Testing capabilities during SDN installation
Testing is essential anytime admins deploy new technology in the data center, usually with small proofs of concept and maturing into pilots covering a defined area. Given that SDN enables greater levels of automation, "I would expect that organizations will want to be comfortable with the technology prior to a full-scale rollout," said Bob Laliberte, senior analyst and practice director at Enterprise Strategy Group in Milford, Mass.
Large technology refreshes are often done in stages to eliminate downtime.
"Hyperscale data centers have worked diligently to ensure upgrades and new technology can be refreshed without any downtime," he said. This means testing protocols likely depend on the data center setup and the extent of the redundancy.

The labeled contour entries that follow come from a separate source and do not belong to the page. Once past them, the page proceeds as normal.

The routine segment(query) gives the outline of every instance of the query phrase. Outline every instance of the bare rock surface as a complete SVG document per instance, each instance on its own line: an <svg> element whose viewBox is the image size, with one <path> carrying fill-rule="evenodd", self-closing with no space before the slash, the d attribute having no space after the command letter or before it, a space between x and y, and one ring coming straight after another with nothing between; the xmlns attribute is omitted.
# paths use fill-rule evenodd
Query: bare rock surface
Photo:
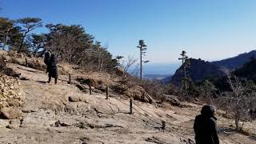
<svg viewBox="0 0 256 144"><path fill-rule="evenodd" d="M163 109L134 101L134 113L130 114L129 99L106 99L104 94L82 93L62 81L67 78L65 75L60 75L57 85L48 84L43 71L14 64L9 66L28 80L21 81L26 93L24 114L16 119L0 119L0 143L194 142L191 128L201 106ZM219 123L229 125L223 118ZM162 121L166 122L166 130L162 129ZM234 143L223 134L220 136L226 143ZM240 134L229 136L242 143L255 142Z"/></svg>

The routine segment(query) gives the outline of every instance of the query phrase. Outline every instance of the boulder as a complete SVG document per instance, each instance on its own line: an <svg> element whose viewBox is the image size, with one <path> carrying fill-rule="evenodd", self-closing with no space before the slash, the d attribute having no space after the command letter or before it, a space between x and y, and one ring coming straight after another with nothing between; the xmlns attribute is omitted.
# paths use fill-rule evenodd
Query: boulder
<svg viewBox="0 0 256 144"><path fill-rule="evenodd" d="M79 97L75 96L75 95L72 95L72 96L69 96L69 102L79 102Z"/></svg>
<svg viewBox="0 0 256 144"><path fill-rule="evenodd" d="M115 70L115 73L118 76L124 76L125 75L125 70L120 67L118 67Z"/></svg>
<svg viewBox="0 0 256 144"><path fill-rule="evenodd" d="M174 95L164 94L163 101L176 106L180 106L182 105L178 98L176 98Z"/></svg>
<svg viewBox="0 0 256 144"><path fill-rule="evenodd" d="M21 110L17 107L3 107L1 109L1 116L6 119L13 119L22 115Z"/></svg>

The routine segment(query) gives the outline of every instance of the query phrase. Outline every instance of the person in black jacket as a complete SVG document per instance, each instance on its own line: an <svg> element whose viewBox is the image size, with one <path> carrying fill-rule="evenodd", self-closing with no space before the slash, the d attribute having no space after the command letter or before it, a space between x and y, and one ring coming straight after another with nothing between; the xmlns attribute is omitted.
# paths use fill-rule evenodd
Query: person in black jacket
<svg viewBox="0 0 256 144"><path fill-rule="evenodd" d="M204 106L201 114L196 116L194 123L196 144L219 144L214 112L214 106Z"/></svg>
<svg viewBox="0 0 256 144"><path fill-rule="evenodd" d="M45 64L46 65L46 73L49 72L49 62L50 62L50 50L47 50L45 53L45 56L44 56L44 60L43 62L45 62Z"/></svg>
<svg viewBox="0 0 256 144"><path fill-rule="evenodd" d="M57 84L57 79L58 79L58 66L57 66L57 61L56 61L56 57L54 54L50 55L50 61L48 63L49 66L49 80L48 83L50 82L51 78L54 78L54 83Z"/></svg>

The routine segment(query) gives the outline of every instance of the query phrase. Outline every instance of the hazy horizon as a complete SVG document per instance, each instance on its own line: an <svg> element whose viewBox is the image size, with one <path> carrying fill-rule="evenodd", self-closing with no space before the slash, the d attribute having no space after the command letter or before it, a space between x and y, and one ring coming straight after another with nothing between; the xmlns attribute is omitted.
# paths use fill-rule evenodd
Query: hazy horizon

In Skorupa's view, however, redundancy is where most existing networks are brittle. Making changes, including an SDN installation, is risky.
"To succeed with SDN, you really need to go back and understand every server and all your data," he said.
This can easily require 150 person-hours per server. If it is feasible, the organization can employ third-party services to audit data, or use data center infrastructure management software with automation.
Which hardware an organization needs for an SDN installation largely depends on the vendor the organization is working with, such as Cisco or Hewlett Packard Enterprise. These needs range from chassis-based options to white boxes.
"The key is that SDN still requires hardware, but that the emphasis is now much more on the software side," Laliberte said. "Many vendor network hardware runs on merchant silicon," he said.
Organizations should understand what they are buying and its purpose in the data center to avoid wasting money on unnecessary hardware.
Laliberte also recommended asking for vendor references for like-size environments, so admins "can try to learn from those organizations that have already deployed so as not to repeat any mistakes they may have made."
Team programming proficiency
In the transition to SDN, the network team needs to think about adding new skills to their portfolio -- namely programming capabilities.
"Probably the most well-known [training resource] is DevNet from Cisco," Laliberte said.
Organizations should invest in training their employees on SDN installation and upkeep -- especially the programmability aspects -- to help drive further operational simplicity. Before working with SDN, IT managers should assess team member skill levels and figure out what training gaps exist.
The programmability helps drive automation through what is sometimes called infrastructure as code. The net result is instead of using the CLI to complete tasks, network admins can eventually program the network and automate more functions.